Destas cinco necessidades, as seguintes aparecem na Constituição Bolivariana de 1999 como direitos básicos: moradia apropriada (Artigo 82: “Cada pessoa tem o direito de adquirir moradia adequada, segura, confortável e higiênica, com serviços básicos essenciais apropriados, incluindo um habitat para humanizar a família, a vizinhança e as relações comunitárias. A satisfação progressiva de tal requisito é de responsabilidade compartilhada dos cidadãos e do Estado em todas as áreas.”), educação gratuita (Artigo 102: “A educação é um direito humano e um dever social fundamental; ela é democrática, gratuita e obrigatória..” e assistência primária à saúde (Artigo 83: “A saúde é um direito social fundamental e responsabilidade do Estado, que deverá garantí-la como parte do direito à vida. O Estado deverá promover e desenvolver políticas orientadas para melhorar a qualidade de vida, o bem-estar comum e o acesso a serviços.” Artigo 84: “Para garantir o direito à saúde, o Estado cria, exercita a orientação e administra um sistema nacional de saúde pública que atravessa as fronteiras dos setores, e que é de natureza descentralizada e participativa, integrado com o sistema de previdência social, e governado pelos princípios de gratuidade, universalidade, completude, justiça, integração social e solidariedade.” ) O Estado começou as missões com o objetivo de garantir esses direitos constitucionais básicos e criar uma previdência social essencial.

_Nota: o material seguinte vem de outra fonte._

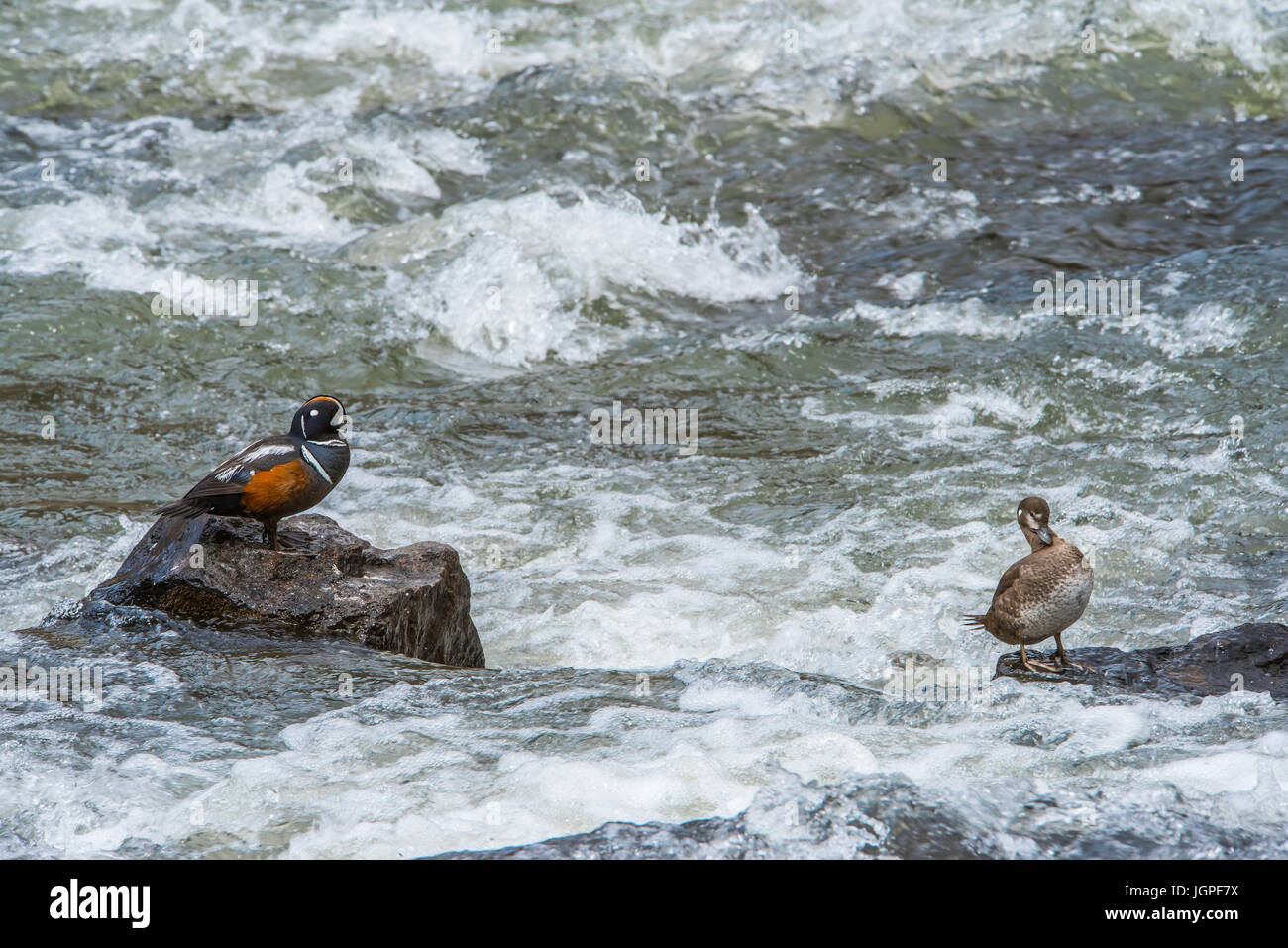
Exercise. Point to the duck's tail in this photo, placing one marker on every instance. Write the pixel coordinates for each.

Dentro da estrutura da Missão Habitat, o governo contrói novas construções residenciais -- primariamente para famílias com crianças e sem moradia, e para comunidades que organizaram- se na forma de equipes de construção. A moradia é um problema sério na Venezuela: uma grande parte da população vive em barracos montados às pressas ou em moradias mal-construídas sem reboco.

A Missão Barrio Adentro [Bairro Adentro] -- que talvez seja o projeto mais famoso em termos internacionais -- foi iniciada na primavera de 2003, e leva assistência básica à saúde para as zonas pobres, ou seja, para aquela enorme parte da sociedade que foi previamente excluída da assistência à saúde. Tanto consultas quanto remédios são fornecidos gratuitamente. Os doutores e equipes vivem nas favelas para realmente servirem a comunidade. Com a missão, que custa até 5 bilhões de dólares por ano, atualmente 14.000 doutores e 3.000 dentistas de Cuba, e um número crescente de doutores venezuelanos fornecem assistência à saúde para cerca de 17 milhões de venezuelanos.

As missões educacionais foram iniciadas contra a exclusão e para promover a democracia participativa -- o analfabetismo e a falta de possibilidade de aprendizado eram os principais fatores que mantinham as enormes diferenças sociais. O Objetivo da Missão Robinson era de eliminar o analfabetismo. Quando ela começou, em julho de 2003, um milhão e meio de pessoas, o que significa 6% da população, eram analfabetas. Em 28 de outubro de 2005, a Venezuela foi declarada um país livre do analfabetismo. Depois da Missão Robinson, o governo lançou a Missão Robinson II, para aquelas pessoas que não haviam acabado a escola primária -- o programa inclui mais que um milhão e meio de adultos. Até setembro de 2006, 418.253 adultos que previamente haviam abandonado a escola, acabaram os seus estudos secundários dentro da Missão Ribas. O Estado paga aproximadamente 100 dólares mensais para cada participante dos programas educacionais, para que eles possam participar das aulas.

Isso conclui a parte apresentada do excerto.